Leonardo's Notebooks and My Journaling

Leonardo da Vinci, the famous scientist, artist and philosopher, has always been one of my role models. The man designed contraptions that were way ahead of his time (a flying machine, for example). His paintings were remarkably lifelike and anatomically correct. According to history, he was also a superb musician and a snappy dresser to boot.

As a consummate scientist, he kept observations about the world around him. Da Vinci filled notebooks with writing, drawings, name it. These entries were as varied and eclectic as anything, but unfortunately, he never got around to organizing it in any coherent fashion. Imagine what kind of index it would have made if he'd done so! He asked questions, formulated answers and tested hypotheses. He drew pictures of plants, machines and human bodies. Da Vinci was -literally- poetry in motion.

Some of these musings were written in mirror writing: backwards and right to left. Da Vinci was a natural lefty; it may have been simply easier for him to write that way. In all, reading his notebooks is a fascinating journey through the maestro's mind.

I hadn't known about Da VInci's notebooks when I first had the urge to write. If I'd known, I would have laughed at the irony. Nearly fourteen years later, I wonder why I hadn't done it much sooner.

It was during my first year of marriage and I was living in Charlottesville, VA at the time. Having to readjust to a new environment and dismal job opportunities had put me in a paralyzing funk. What was I going to do with the rest of my life? Was I going to end up as a resentful housewife for the rest of my days? Needless, to say it was a rough period.

I don't know what compelled me to go to the Barnes and Noble. I went straight to the gifts section and looked at the sketchbooks. I finally picked out hardbound, spiral one: blue, with a picture of stars and galaxies on the front; crisp, heavy white pages meant for color pencil and charcoal. After paying for it, I hunkered down in the B&N cafe' with a ball-point pen and started to write.

I poured out my thoughts, my dreams and my resentments. Eventually, I also little scenes of action and dialog, which I dubbed "snippets". Sometimes it sparked other scenes to take it forward, other times it hung there, suspended. I also scribbled poetry, dream recollections, quotes and anecdotes. Inspirational articles found their way into the pages: interviews with successful writers, how-to's and others. Favorite comics, advice from the business section of the paper.

As the years passed by, I filled notebook after notebook. Later, I started to sketch and drawings of my own. I finally overcame my embarrassment at my (poor?) artistic ability. There was no harm in experimenting with colored pencils, brush pens and charcoal. Still life, scenery and lots of beach scenes. My cats became unwilling models for my art.

It surprised me just how natural this felt after such a short time. Keep in mind that I'd already been writing in a regular journal for more than fifteen years prior to this. That journal was more of a "daily-time-tick-here's-what-I-did-where-I-was". The sketchbook seemed to allow me the freedom to expand my horizons, the room to write whatever I wanted, with no censure. I figured the only person who would see this rubbish was me, anyway. It must have been the white, blank page, no boundaries. I wasn't intimidated by it. I simply filled page after page with no second thought.

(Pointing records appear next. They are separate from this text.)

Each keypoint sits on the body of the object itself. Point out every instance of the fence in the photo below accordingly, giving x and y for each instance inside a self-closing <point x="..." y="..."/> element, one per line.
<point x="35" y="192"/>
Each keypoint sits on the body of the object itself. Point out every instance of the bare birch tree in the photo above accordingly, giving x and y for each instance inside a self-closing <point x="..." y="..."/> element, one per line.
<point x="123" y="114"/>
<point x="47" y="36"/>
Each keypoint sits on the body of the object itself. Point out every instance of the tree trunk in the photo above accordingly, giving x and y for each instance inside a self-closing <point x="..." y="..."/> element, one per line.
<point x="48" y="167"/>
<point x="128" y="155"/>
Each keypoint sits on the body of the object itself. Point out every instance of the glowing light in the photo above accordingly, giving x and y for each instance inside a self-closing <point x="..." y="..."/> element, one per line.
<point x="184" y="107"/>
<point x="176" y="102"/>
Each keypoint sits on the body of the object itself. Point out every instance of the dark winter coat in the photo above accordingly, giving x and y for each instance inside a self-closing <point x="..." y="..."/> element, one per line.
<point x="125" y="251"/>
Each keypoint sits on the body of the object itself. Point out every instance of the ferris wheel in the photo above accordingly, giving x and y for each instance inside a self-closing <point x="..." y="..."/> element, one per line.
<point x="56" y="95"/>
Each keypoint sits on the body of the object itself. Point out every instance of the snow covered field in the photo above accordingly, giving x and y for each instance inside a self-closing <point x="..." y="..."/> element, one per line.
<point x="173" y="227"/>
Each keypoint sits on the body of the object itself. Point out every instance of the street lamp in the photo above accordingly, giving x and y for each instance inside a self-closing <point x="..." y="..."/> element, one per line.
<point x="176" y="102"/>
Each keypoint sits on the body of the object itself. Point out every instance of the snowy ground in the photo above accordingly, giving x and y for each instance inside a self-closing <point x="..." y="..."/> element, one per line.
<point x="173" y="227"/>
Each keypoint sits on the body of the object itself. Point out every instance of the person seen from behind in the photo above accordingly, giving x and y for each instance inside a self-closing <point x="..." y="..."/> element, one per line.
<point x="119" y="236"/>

It was a safety valve through those initial years, a place for me to bent my feelings and build my dreams of a more fulfilling, more creative life. At first, I was reluctant to act on them: not practical, not intelligent. But  my notebooks insisted for years, until I found the courage to act upon it.

As of this writing, I have twenty-two of such notebooks (and twenty-five journal books, dating back to 1986). Paging through them is like sifting through a gold-silted river. Old ideas and new insights, old snippets and new connections. It's strange how coincidence and synchronicity had such an impact on my life...but I hadn't realized just how much.

Recently, I bought the book, "How to Think like Leonardo Da Vinci" by Michael Gelb. It was then I found out about Da Vinci's notebooks and his widespread creative efforts. I was struck by his genius and like Da Vinci did, I continue to record in my notebooks...the pieces of my existence.